Validating sample data

Validate sample data

In this section we verify the existence of customer sample data in our S3 Holding bucket (we will use this sample data for populating the data lake in this workshop). This sample data has fictitious personal customer information (e.g. First & Last name, Birth Date, Birth country) as well as the customers first sales order date and customer ID.

validate-sample-data-overview

  1. Please refer to the Cloudformation Outputs tab to capture the details of S3 Holding Bucket and S3 Copy Lambda function as shown below: Cloudformation-sampledata

  2. On the AWS Console, select the Amazon S3 service and select the S3 Holding bucket referenced in the CloudFormation output (Note: bucket will have “<stackname>-holdingS3bucket” in it’s name). This bucket should contain 2 files (customer-table-day1 & customer-table-day2 ~25MB size each). Cloudformation-sampledata

S3 Copy Lamba Function (Optional)

As part of the CloudFormation template deployment, the S3 Copy Lambda function is automatically executed and it copies customer sample data into the S3 Holding bucket.

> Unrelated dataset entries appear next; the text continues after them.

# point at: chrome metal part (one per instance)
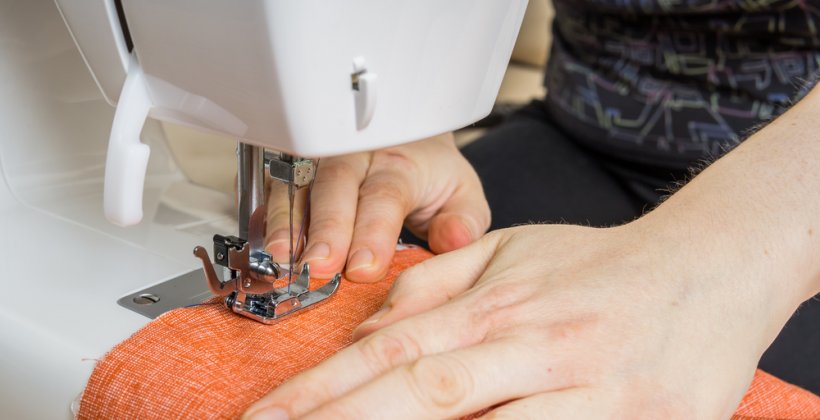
(250, 290)
(295, 171)
(280, 302)
(153, 301)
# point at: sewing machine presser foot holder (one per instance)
(251, 292)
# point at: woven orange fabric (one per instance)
(205, 362)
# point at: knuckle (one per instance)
(507, 413)
(385, 190)
(341, 411)
(439, 382)
(388, 349)
(326, 223)
(337, 169)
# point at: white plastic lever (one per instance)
(127, 158)
(365, 93)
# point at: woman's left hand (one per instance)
(545, 322)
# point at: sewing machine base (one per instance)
(185, 290)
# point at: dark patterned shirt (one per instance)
(667, 82)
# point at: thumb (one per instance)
(461, 220)
(432, 283)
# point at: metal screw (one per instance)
(146, 299)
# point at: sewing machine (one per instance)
(89, 87)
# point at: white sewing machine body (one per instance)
(310, 78)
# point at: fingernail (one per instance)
(273, 413)
(320, 251)
(375, 317)
(363, 258)
(278, 237)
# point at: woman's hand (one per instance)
(360, 202)
(551, 322)
(665, 317)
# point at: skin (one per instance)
(360, 201)
(663, 317)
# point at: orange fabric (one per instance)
(205, 362)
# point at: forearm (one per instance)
(754, 215)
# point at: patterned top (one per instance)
(667, 82)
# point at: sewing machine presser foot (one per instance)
(251, 291)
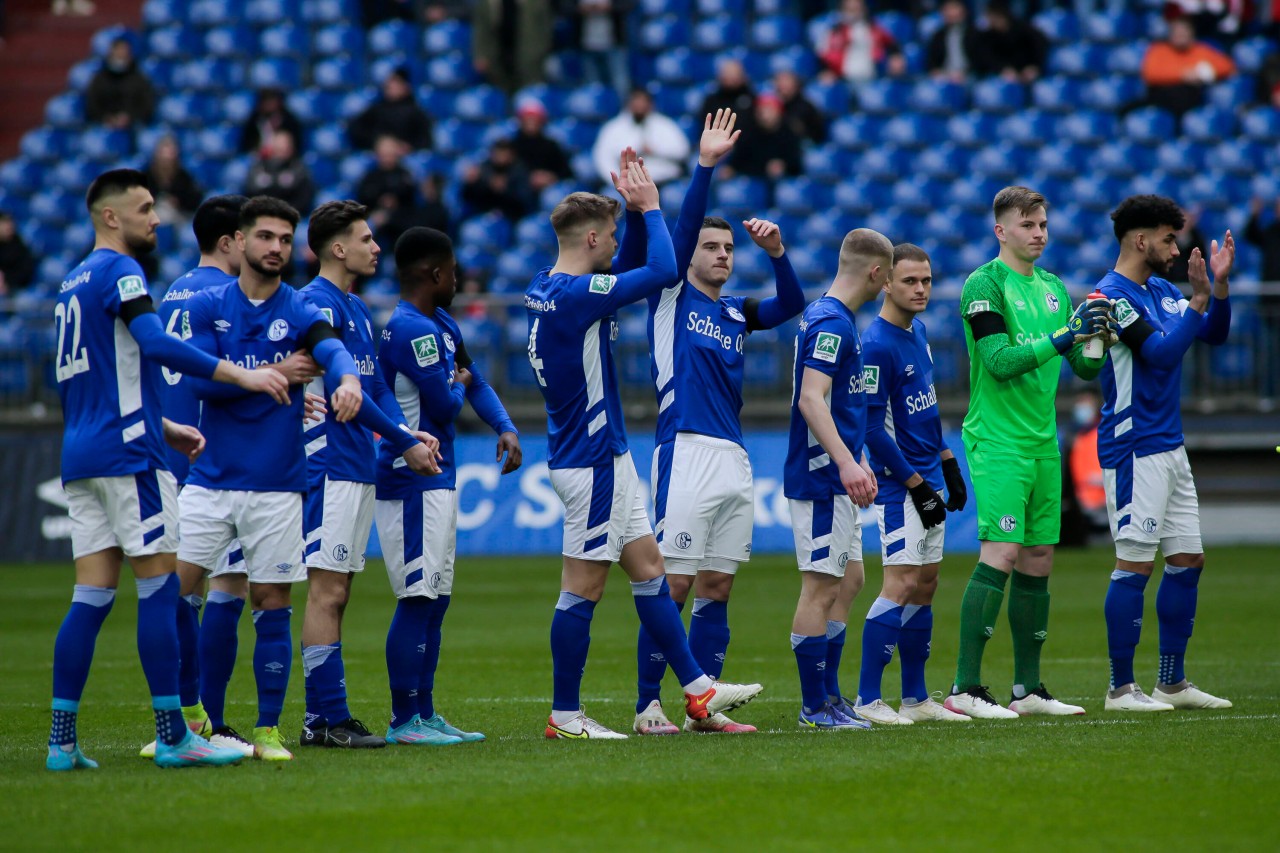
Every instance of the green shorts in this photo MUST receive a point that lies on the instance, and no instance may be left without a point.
(1019, 497)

If you are interested in details about this Lambda function, complete the steps bleow. Alternatively, feel free to move on to the next section.

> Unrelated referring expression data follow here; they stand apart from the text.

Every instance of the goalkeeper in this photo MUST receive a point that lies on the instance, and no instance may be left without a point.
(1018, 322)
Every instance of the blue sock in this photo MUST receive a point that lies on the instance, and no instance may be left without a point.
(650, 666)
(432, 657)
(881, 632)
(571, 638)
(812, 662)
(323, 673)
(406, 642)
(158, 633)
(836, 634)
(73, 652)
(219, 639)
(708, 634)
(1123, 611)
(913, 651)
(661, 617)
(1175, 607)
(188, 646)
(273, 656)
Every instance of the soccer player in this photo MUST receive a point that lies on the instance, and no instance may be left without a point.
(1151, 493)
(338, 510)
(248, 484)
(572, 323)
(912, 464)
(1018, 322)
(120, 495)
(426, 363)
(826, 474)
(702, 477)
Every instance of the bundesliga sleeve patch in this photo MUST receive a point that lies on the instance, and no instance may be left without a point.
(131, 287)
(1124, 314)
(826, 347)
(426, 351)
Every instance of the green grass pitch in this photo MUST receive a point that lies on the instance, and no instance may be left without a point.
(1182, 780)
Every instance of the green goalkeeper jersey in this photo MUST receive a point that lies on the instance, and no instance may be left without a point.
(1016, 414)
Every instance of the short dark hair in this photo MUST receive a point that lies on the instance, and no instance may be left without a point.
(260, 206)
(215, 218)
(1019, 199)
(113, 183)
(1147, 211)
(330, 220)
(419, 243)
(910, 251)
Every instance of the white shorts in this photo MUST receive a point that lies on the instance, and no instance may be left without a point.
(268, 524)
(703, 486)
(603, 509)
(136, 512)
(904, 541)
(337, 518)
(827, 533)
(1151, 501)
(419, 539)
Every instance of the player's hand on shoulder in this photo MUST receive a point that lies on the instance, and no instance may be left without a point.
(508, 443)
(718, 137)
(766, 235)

  1. On the AWS Console, select AWS Lambda service and click on the Lambda function S3CopyLambda created by CloudFormation. Cloudformation-sampledata

  2. Click Monitoring tab and scroll down to CloudWatch Logs Insights section.
    Cloudformation-sampledata

  3. Under CloudWatch Logs Insights section you can see interesting details about recent Lambda execution - Duration, Memory Used and CloudWatch Logs
    Note: CloudWatch might take 1-2 minutes to populate details about a completed Lambda job. Cloudformation-sampledata

Note - AWS Lambda functions are charged based on number of executions and duration (GB-sec) usage. - AWS Lambda provides free usage tier which includes 1 M free requests/month and 400,000 GB-seconds of compute time each month.